Une enquête ouverte pour déterminer les circonstances du sinistre
Face à l’ampleur du désastre, les autorités locales ont immédiatement ouvert une enquête pour élucider les causes exactes de cet incendie tragique. Si une explosion de gaz a été écartée — la bouteille de gaz présente sur les lieux n’ayant pas explosé — les premiers constats techniques laissent envisager un embrasement du tuyau conducteur comme origine du feu. Les policiers et les sapeurs-pompiers dépêchés sur place travaillent à reconstituer les derniers instants de cette nuit fatale, analysant chaque élément afin d’écarter toute hypothèse accidentelle ou autre.
Sur place, le gouverneur de la région de l’Adamaoua, Kildadi Taguiéké Boukar, s’est rendu auprès des rescapés et des proches des victimes pour témoigner la solidarité de l’État et mesurer l’ampleur des dégâts matériels. La maison de fonction, ainsi que tous les biens du sous-préfet y compris son véhicule de service ont été entièrement consumés par les flammes, ne laissant que des ruines fumantes en guise de souvenirs.

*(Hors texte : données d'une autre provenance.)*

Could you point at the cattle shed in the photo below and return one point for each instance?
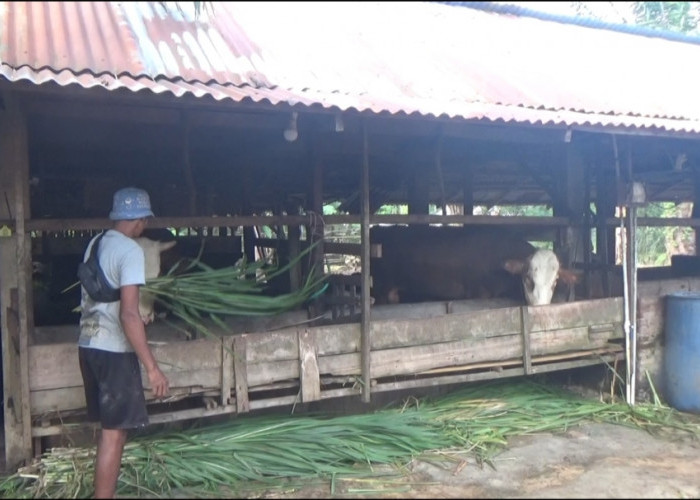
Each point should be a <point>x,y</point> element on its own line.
<point>245,121</point>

La disparition brutale de Nariki Joël Patrice, perçu comme une figure d’engagement et de service dans l’administration territoriale, a plongé non seulement sa famille biologique mais aussi l’arrondissement de Galim-Tignère dans une profonde consternation. Cette tragédie rappelle avec une brutalité froide la vulnérabilité des foyers face aux incendies domestiques et appelle à une réflexion accrue sur la prévention et la sécurité dans les résidences de fonction à travers le pays.